To find the points of intersection between the two parabolas and the square region, we need to set them equal to the boundary lines of the square and solve for x and y: Intersection Points with x-axis and the square's vertical boundary: (1) Set \(\mathrm{y}^2 = 4\mathrm{x}\) equal to 0 when \(\mathrm{x} = 4\): \(\mathrm{y}^2 = 4(4) = 16 \Rightarrow \mathrm{y} = 4\) (2) Set \(\mathrm{x}^2 = 4\mathrm{y}\) equal to 0 when \(\mathrm{x} = 4\): \(\mathrm{x} = \sqrt{4(4)} = 4 \Rightarrow \mathrm{y} = 4\) Intersection Points with y-axis and the square's horizontal boundary: (3) Set \(\mathrm{y}^2 = 4\mathrm{x}\) equal to 0 when \(\mathrm{y} = 4\): \(\mathrm{x}^2 = 4(4) = 16 \Rightarrow \mathrm{x} = 4\) (4) Set \(\mathrm{x}^2 = 4\mathrm{y}\) equal to 0 when \(\mathrm{y} = 4\): \(\mathrm{y} = \frac{4^2}{4} = 4 \Rightarrow \mathrm{x} = 4\) Intersection points between the parabolas: Set \(\mathrm{y}^2 = 4\mathrm{x}\) and \(\mathrm{x}^2 = 4\mathrm{y}\) equal to each other: \(\mathrm{x}^2 = \mathrm{y}^2 \Rightarrow \mathrm{y} = \pm\mathrm{x}\) Since we are interested in only the positive square region, \(\mathrm{y} = \mathrm{x}\): Substitute \(\mathrm{y} = \mathrm{x}\) into one of the parabolas' equations: \(\mathrm{x}^2 = 4\mathrm{x} \Rightarrow \mathrm{x} = 0, \mathrm{x} = 4\) The intersection points are: \((4,4)\), \((0,0)\), \((4,0)\), and \((0,4)\).
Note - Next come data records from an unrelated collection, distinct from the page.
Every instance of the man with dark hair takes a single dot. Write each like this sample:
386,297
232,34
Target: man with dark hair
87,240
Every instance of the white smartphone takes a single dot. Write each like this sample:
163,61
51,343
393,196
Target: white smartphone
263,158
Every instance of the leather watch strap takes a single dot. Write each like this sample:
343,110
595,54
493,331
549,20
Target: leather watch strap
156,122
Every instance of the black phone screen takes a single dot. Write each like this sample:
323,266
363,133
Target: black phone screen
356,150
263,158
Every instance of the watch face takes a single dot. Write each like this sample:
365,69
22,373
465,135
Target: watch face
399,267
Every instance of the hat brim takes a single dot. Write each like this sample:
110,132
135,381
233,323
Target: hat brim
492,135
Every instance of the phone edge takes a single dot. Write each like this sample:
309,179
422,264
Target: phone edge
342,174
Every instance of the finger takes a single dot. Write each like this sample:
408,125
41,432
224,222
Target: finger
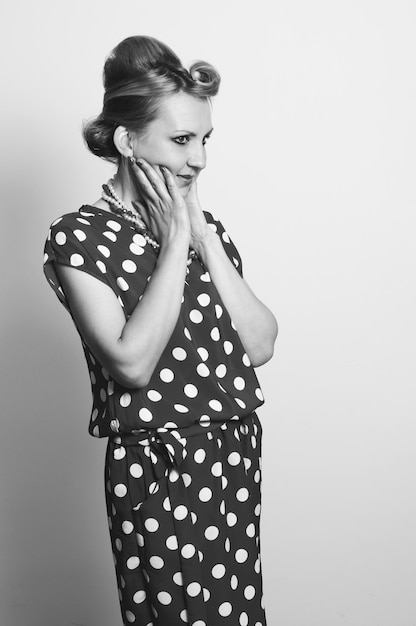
170,182
150,182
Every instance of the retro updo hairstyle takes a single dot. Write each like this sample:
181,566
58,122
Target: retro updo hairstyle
138,73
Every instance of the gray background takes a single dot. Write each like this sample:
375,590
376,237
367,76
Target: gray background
311,169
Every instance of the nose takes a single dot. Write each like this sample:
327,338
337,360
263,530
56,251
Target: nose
197,158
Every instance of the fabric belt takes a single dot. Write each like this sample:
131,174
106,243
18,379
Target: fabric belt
172,446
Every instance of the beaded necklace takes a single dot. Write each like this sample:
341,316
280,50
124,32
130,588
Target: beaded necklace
118,207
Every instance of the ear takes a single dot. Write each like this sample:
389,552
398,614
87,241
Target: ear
122,141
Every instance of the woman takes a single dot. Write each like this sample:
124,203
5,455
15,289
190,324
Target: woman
171,333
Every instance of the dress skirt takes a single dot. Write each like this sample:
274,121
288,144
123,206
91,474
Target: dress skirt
185,527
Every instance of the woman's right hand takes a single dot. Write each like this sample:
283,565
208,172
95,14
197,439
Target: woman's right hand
160,202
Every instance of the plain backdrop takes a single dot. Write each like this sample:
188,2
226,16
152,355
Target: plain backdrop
311,169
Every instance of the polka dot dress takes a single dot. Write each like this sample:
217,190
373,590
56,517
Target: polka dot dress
183,463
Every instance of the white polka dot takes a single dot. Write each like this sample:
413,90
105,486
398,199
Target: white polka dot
200,455
60,238
216,469
188,551
218,571
250,530
215,334
241,555
166,375
204,299
181,408
139,240
122,284
114,225
101,266
129,266
135,249
211,533
153,395
136,470
127,527
203,353
125,399
103,250
145,415
246,360
120,490
191,391
221,371
203,370
193,589
172,542
215,405
225,609
139,597
243,619
156,562
180,512
111,236
249,592
80,235
76,260
151,524
196,316
179,354
186,479
239,383
259,394
228,347
242,494
205,494
234,458
119,453
133,562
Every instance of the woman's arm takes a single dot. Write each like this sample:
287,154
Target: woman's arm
254,322
130,350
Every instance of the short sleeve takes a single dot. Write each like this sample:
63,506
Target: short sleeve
226,241
71,242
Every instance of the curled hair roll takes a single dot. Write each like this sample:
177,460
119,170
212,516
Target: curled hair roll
138,74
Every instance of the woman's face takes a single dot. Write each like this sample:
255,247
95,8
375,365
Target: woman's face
176,138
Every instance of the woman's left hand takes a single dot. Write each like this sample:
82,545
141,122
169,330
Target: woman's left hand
200,231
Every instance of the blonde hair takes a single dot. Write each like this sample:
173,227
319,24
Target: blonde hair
138,74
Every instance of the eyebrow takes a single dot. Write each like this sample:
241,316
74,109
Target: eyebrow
191,134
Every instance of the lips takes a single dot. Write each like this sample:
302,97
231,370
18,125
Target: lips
188,178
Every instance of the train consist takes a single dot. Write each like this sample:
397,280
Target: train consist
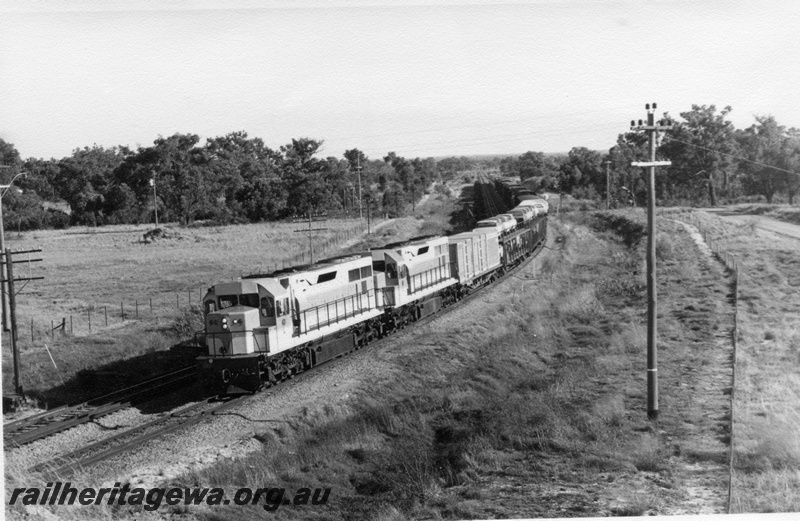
264,328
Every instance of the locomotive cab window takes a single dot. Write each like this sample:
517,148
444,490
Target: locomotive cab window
267,307
282,307
325,277
250,300
228,301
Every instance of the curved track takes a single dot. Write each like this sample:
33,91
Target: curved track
107,448
39,426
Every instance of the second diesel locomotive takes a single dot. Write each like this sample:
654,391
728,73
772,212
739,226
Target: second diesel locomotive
265,328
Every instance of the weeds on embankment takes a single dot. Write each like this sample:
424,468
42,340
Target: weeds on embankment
766,475
531,404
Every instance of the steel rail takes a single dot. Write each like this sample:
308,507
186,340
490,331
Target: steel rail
94,453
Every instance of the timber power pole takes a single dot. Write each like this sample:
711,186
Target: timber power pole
358,168
652,350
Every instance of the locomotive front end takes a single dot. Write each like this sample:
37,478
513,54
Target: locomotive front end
239,334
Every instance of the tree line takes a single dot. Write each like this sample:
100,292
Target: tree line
712,162
229,179
236,178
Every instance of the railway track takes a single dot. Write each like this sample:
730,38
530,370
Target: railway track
130,439
42,425
107,448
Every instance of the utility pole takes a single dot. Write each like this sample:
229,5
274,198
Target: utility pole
155,204
358,168
369,211
652,350
3,293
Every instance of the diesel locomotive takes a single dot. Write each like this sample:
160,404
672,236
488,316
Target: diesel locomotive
265,328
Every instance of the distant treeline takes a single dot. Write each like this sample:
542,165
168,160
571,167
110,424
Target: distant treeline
235,178
230,179
712,162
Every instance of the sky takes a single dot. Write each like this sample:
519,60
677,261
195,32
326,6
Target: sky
417,78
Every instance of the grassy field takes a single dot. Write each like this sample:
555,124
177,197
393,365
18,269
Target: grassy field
767,416
782,212
536,412
93,276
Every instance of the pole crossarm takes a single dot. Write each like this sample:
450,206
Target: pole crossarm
651,163
652,129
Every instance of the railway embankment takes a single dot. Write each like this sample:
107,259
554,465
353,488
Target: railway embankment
527,402
530,401
766,449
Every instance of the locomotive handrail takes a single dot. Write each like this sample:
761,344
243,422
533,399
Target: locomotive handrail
358,298
224,352
442,268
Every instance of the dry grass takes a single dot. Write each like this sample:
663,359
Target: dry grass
484,399
99,274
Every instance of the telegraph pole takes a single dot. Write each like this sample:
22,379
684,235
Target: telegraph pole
310,232
358,168
155,203
12,294
652,350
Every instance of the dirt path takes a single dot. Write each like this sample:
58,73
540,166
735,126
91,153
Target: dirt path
763,223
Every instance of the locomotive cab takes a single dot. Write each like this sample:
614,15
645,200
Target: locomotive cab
246,317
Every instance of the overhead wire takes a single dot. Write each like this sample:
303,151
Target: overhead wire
734,156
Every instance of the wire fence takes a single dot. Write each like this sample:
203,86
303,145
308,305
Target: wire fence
732,264
165,307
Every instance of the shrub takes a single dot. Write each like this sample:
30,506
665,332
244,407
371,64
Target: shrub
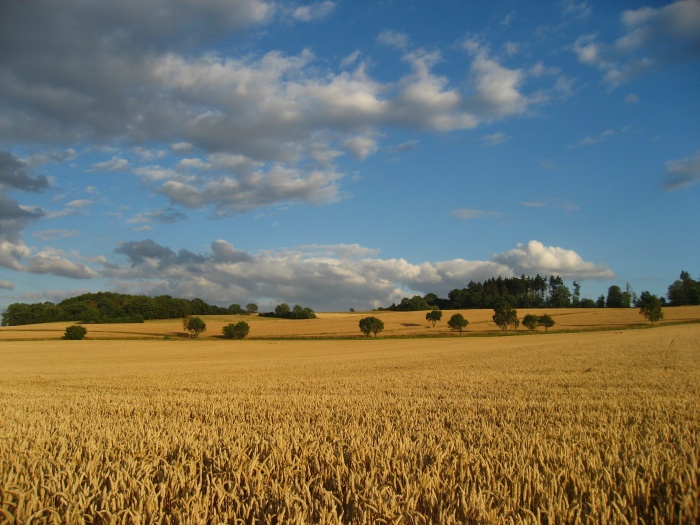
371,325
546,321
236,331
530,321
457,322
196,326
75,332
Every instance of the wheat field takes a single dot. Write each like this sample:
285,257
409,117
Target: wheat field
598,427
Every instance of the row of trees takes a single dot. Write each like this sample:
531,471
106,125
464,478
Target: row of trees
540,292
108,307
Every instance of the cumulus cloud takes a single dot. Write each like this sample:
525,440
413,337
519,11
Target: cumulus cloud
652,37
535,257
494,139
14,175
326,277
112,165
682,173
53,262
316,11
150,74
167,216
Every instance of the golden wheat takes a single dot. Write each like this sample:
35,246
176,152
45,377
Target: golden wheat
570,428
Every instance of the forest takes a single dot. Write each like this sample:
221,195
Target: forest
539,291
108,307
519,292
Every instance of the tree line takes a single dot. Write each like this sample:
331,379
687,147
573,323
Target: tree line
542,292
109,307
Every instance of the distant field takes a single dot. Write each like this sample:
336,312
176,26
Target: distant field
598,427
334,325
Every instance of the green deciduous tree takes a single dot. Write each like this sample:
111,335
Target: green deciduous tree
530,321
650,307
615,298
196,326
75,332
546,321
371,325
457,322
505,315
236,331
433,316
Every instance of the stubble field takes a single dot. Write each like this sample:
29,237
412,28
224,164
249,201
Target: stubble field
592,427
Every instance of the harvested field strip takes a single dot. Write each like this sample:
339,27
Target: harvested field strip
345,325
568,428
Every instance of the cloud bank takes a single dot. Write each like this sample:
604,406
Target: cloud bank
325,277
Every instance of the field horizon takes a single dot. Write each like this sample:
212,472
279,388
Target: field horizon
588,427
333,325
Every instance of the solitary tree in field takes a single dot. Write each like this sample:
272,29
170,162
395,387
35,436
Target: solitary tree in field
650,307
505,315
530,321
196,326
75,332
457,322
433,316
371,325
546,321
236,331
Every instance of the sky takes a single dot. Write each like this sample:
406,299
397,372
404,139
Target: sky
344,154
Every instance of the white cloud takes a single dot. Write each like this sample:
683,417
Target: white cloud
19,257
653,37
602,137
112,165
327,277
535,257
495,138
314,11
682,173
50,261
497,87
393,39
632,98
362,146
73,207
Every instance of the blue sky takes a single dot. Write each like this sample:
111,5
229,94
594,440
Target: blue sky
341,154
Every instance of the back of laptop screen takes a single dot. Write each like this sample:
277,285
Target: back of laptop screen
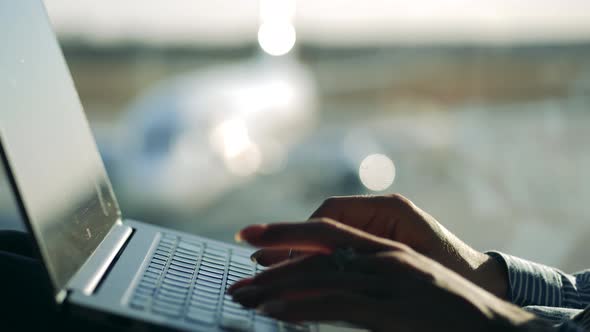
60,179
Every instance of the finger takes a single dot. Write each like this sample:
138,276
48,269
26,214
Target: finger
328,307
297,266
316,284
373,214
397,266
322,235
268,257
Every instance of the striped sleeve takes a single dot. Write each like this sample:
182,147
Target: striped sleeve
533,284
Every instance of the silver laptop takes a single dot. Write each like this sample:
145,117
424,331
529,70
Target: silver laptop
100,265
Now we can use integration to find the areas of the divided regions: (1) Area \(S_1\): \(\displaystyle\int_0^4 (\mathrm{y} - \frac{\mathrm{x}^2}{4})d\mathrm{x}\) (2) Area \(S_2\): \(\displaystyle\int_0^4 (\frac{\mathrm{y}^2}{4} - \frac{\mathrm{x}^2}{4})d\mathrm{x}\) (3) Area \(S_3\): \(\displaystyle\int_0^4 (\frac{\mathrm{x}^2}{4} - \mathrm{y})d\mathrm{x}\)

Write the integrals in terms of x and y and integrate: (1) Area \(S_1\): \(\displaystyle\int_0^4 (\mathrm{y} - \frac{\mathrm{x}^2}{4})d\mathrm{x}\) = \(\displaystyle\int_0^4 (\frac{4\sqrt{x} - x^2}{4})d\mathrm{x}\) = 8 (2) Area \(S_2\): \(\displaystyle\int_0^4 (\frac{\mathrm{y}^2}{4} - \frac{\mathrm{x}^2}{4})d\mathrm{x}\) = \(\displaystyle\int_0^4 (\frac{4x - x^2}{4})d\mathrm{x}\) = 4 (3) Area \(S_3\): \(\displaystyle\int_0^4 (\frac{\mathrm{x}^2}{4} - \mathrm{y})d\mathrm{x}\) = \(\displaystyle\int_0^4 (\frac{x^2 - 4\sqrt{x}}{4})d\mathrm{x}\) = 8 The areas of \(S_1\), \(S_2\), and \(S_3\) are 8, 4, and 8 units^2, respectively.

Since the areas are 8, 4, and 8, the ratio of \(S_1:S_2:S_3\) is: \(\frac{8}{4}:\frac{4}{4}:\frac{8}{4} = 2:1:2\) Therefore, the correct answer is option (b) \(2:1:2\).